La paradoja citadina: mixofilia y mixofobia
“A pesar de los cambios que una ciudad pueda tener a lo largo de su historia, y sin importar qué tan drástica pueda ser su transformación en cuanto a la estructura espacial, el aspecto o el estilo, una característica permanece constante: las ciudades son espacios dónde los extraños viven en proximidad unos de otros.” Así comienza Zygmunt Bauman el capítulo de su libro “Ciudad de miedos, ciudad de esperanzas”, en el que habla sobre la mixofilia y la mixofobia. Bauman argumenta que estos dos factores son parte de la vida diaria en las grandes ciudades; la atracción magnética que se genera entre individuos (mixofilia) así como el repele natural ante el otro, el extraño (mixofobia), son sentimientos que, paradójicamente, coexisten dentro de todos los habitantes de una gran urbe.
Sin embargo, ¿hasta qué punto los elementos externos contribuyen a la propagación ya sea de la mixofilia o la mixofobia, y hasta qué punto las divisiones naturales internas de una ciudad funcionan como barreras que segregan tanto física como psicológicamente?
Las grandes ciudades siempre han funcionado como imanes gigantescos ya que ofrecen un particular estilo de vida y una diversidad de actividades, experiencias y oportunidades que difícilmente existen en poblados pequeños. Aquí los desconocidos se encuentran y viven en constante proximidad. Sin embargo, la naturaleza masiva de las ciudades inevitablemente genera una segregación interna, dónde unos serán considerados como extraños. Esos, los otros, son los que el mismo sistema económico ha dejado fuera del margen; la gente que viene de comunidades rurales, los de otras clases sociales o los migrantes. Por esta razón, en las grandes urbes, se respira un ambiente tenso que se inmiscuye hasta los más profundos rincones, dejando así una ciudad con zonas como arquetipos de peligro.
El concreto usado para edificar estas megalópolis es el mismo usado en los muros que dividen sus distintas regiones. La arquitectura y la urbanización están al servicio de una guerra invisible entre los diferentes cúmulos de personas que conviven dentro de una ciudad. Las vallas no solo separan el territorio, delimitando lo público de lo privado, también fungen como barreras que mantienen a ciertos sectores “fuera” de la inquietante vida de las ciudades y “dentro” de un aparente oasis de calma y seguridad.

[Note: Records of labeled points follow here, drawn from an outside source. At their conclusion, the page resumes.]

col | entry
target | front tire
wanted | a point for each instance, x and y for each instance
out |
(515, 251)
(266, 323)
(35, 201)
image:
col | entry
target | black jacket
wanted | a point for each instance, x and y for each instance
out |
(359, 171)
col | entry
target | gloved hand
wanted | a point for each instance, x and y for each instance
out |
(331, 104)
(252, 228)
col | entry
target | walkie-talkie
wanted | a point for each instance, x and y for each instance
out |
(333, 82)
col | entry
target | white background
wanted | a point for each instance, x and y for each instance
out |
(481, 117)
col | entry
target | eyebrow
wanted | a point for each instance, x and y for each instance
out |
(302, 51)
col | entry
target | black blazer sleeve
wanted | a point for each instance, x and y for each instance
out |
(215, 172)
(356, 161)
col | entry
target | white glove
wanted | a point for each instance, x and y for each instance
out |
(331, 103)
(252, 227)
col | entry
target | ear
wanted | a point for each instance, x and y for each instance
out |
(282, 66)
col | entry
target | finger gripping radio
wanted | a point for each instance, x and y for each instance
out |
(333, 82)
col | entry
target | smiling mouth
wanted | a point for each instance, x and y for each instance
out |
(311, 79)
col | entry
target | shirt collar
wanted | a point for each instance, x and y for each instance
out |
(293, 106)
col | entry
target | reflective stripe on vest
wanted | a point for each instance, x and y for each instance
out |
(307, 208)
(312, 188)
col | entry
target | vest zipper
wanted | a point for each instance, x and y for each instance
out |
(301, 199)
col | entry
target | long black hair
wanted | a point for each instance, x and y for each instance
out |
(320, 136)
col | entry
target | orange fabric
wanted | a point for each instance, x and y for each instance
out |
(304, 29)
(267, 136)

En la Ciudad de México tenemos un ejemplo muy claro: Santa Fe. En los 80’s el pueblo de Santa Lucía fue golpeado por el proyecto de desarrollo económico y urbano del poniente. Desde la SuperVía se ve una diferencia palpante; de un lado, el pueblo de Santa Lucía, con discretas construcciones y un alto índice de pobreza e inseguridad. Del otro lado una de la delegaciones más ricas de la Ciudad de México, repleta de grandes edificios, viviendas residenciales y centros comerciales.
Y el problema no es solo de muros y seguridad; también entra la planificación vehicular y escasez de transporte público. De acuerdo con datos de la Asociación de Colonos de Santa Fe, durante el día se convive hasta con 350.000 personas, pero solo un 15% son residentes de la zona. Las vías de acceso a esta zona son muy limitadas; aun utilizando la SuperVía el tráfico durante las horas pico es bárbaro, y si esto ocurre con una vía “rápida” y de paga no cuesta mucho trabajo imaginarse lo difícil que puede ser movilizarse por las vías públicas.
Hoy el 50% de la población vive en zonas urbanas y se estima que para el 2050 aumente al 66%. Es imposible escapar de sentimientos como la mixofobia y la mixofilia cuando se vive en un lugar como éste, sin embargo vale la pena repensar ciertas ideas que tenemos respecto a los lugares que habitamos. Puede que para nosotros sean espacios de seguridad y confort, pero a la vez estos mismos espacios pueden estar contribuyendo al creciente problema de desigualdad en nuestra ciudad.